Catra seizes the opportunity to prove herself to the Horde and is quickly promoted to Force Captain by Lord Hordak. Although her plan to capture Adora fails, Catra is able to win the allegiance of the eccentric genius Princess Entrapta, providing the Horde with new technology for an attempted conquest of Etheria. Although that plan fails as well, Catra impresses Hordak enough to replace Shadow Weaver as his second in command.
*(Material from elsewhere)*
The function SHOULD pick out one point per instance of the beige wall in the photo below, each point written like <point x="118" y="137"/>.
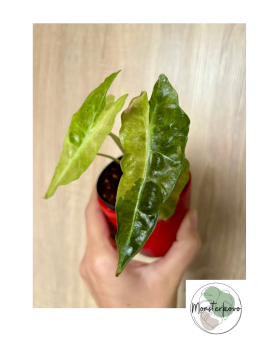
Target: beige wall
<point x="206" y="64"/>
During the second and third seasons, Hordak begins losing faith in Catra due to her arrogance and putting her personal grudges before the Horde's agenda. When Shadow Weaver is due to be exiled, she tricks Catra into providing the means for her to escape. As punishment for trying to hide her mistake, she is sent on a dangerous mission in the hazardous desert of the Crimson Waste. There she becomes the leader of a local band of bandits, and is tempted to abandon the Horde for her new life in the desert, but then returns to the Horde upon learning that Shadow Weaver has defected to the rebels - and, in her eyes, chosen Adora over her once again. Her resentful mindset drives her to willfully endanger Etheria after learning the risk of activating the experimental portal, driving her to incapacitate Entrapta and covering her tracks by exiling the princess to Beast Island and lying to Hordak that Entrapta betrayed them.
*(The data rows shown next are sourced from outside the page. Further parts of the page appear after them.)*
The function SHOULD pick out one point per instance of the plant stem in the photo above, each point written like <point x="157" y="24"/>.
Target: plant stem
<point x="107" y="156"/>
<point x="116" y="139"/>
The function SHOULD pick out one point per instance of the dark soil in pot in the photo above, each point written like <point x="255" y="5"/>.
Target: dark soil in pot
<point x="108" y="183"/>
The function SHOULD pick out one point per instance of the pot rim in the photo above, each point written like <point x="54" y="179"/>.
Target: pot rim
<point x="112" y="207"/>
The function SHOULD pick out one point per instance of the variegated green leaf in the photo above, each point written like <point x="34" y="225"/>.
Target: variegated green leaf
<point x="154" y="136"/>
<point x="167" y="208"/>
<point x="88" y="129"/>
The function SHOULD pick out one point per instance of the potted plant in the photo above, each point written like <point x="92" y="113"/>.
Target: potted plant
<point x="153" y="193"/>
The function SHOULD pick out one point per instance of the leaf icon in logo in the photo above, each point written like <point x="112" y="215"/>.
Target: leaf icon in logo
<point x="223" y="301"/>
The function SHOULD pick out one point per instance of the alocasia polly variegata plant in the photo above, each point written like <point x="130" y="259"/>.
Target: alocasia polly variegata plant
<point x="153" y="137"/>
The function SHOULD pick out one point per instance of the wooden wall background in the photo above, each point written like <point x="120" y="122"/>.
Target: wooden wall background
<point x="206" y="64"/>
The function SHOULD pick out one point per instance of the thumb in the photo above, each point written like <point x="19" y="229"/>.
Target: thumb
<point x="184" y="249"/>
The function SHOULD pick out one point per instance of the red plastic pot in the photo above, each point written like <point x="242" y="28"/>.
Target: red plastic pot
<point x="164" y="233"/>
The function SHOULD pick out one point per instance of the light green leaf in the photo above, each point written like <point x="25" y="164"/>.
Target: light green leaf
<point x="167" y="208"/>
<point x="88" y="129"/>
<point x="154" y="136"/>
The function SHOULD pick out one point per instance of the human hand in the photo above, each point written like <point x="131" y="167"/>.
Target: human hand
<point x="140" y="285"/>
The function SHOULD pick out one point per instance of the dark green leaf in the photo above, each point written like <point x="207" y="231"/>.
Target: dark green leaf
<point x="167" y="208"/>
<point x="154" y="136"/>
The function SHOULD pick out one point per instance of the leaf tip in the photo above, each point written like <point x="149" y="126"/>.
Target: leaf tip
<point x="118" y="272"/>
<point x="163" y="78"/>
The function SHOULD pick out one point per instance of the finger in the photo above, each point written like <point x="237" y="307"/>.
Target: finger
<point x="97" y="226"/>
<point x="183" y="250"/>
In the fourth season, Catra coerces Hordak into letting her command the Horde's war effort, and hires the shapeshifting mercenary Double Trouble to sow dissent in the Rebellion. But the Horde's victories leave Catra unsatisfied, as her obsession with proving herself drives off her few remaining friends. When Hordak learns the truth of Entrapta's exile from Double Trouble after they were bought by the Rebellion to sabotage the Horde, Catra immobilizes Hordak when he attacks her. Double Trouble then reveals they switched sides while giving Catra an analysis of her character flaws, causing her to emotionally break down and accept her defeat. At the end of the season, Catra is taken aboard the ship of Horde Prime, Hordak's creator, along with Glimmer, and manages to convince him to refrain from killing Glimmer and destroying Etheria in order to use it as a weapon.
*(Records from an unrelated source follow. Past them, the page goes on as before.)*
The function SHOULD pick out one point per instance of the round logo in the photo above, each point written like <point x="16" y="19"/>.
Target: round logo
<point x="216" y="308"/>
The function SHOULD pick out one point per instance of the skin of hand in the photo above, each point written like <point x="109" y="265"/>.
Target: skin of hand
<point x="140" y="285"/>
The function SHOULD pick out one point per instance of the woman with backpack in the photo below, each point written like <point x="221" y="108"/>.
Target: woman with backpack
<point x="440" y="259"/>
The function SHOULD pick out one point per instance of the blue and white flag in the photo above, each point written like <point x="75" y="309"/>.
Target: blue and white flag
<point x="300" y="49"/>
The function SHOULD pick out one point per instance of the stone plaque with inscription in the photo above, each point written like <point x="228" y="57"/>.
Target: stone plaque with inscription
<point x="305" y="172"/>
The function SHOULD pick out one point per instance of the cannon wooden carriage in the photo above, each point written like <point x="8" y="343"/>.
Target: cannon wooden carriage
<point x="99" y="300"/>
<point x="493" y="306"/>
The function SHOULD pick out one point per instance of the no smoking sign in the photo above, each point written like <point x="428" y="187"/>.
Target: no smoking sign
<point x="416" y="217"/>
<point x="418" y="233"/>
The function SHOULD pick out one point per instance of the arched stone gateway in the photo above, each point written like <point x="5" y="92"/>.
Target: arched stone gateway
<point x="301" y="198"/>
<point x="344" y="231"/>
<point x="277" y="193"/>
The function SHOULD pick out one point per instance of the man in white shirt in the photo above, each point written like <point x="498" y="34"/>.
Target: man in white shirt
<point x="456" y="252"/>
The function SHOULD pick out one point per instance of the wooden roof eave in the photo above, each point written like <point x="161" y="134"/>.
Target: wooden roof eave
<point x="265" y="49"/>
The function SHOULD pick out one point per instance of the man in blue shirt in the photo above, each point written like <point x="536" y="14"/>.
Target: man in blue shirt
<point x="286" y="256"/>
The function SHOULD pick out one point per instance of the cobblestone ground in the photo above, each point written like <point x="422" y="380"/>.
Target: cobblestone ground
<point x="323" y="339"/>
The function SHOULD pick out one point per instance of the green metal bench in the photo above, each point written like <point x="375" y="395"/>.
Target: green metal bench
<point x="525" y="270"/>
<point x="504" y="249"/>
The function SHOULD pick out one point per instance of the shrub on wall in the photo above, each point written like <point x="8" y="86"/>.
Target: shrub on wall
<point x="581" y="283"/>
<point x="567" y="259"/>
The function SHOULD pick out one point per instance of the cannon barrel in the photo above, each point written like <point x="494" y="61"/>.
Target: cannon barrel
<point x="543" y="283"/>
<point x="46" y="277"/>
At the start of the fifth and final season, Catra—effectively held prisoner on Horde Prime's ship as a “guest”—begins to question and experience regret for her past behavior. She tentatively bonds with Glimmer, her fellow “guest”, over their mutual connections with Adora. Catra's fear for Adora's safety leads her to sacrifice herself to help Glimmer escape, resulting in Horde Prime implanting her with a mind-hive chip. Her act of redemption encourages Glimmer, Adora, Bow, and Entrapta to in turn rescue Catra from Horde Prime's clutches. After her rescue, though retaining her cynical and abrasive personality, Catra joins Adora's group and helps them fight to liberate Etheria. In the series finale, Catra accompanies Adora to the Heart of Etheria; it is only after Catra professes her love for Adora and kisses her that the latter is able to free the magic of Etheria from Horde Prime's clutches.

==In popular culture==
Catra appears in the Robot Chicken episode "Slaughterhouse on the Prairie", voiced by Eden Espinosa. She attacks Castle Bright Moon with Scorpia and Entrapta, only to be impaled on Scorpia's tail by She-Ra.

==Reception==
Comic Book Resources listed the original incarnation of the character in He-Man: Eternia’s 15 Mightiest Villains. The rebooted incarnation of Catra has been praised as one of the show's most complex and interesting characters.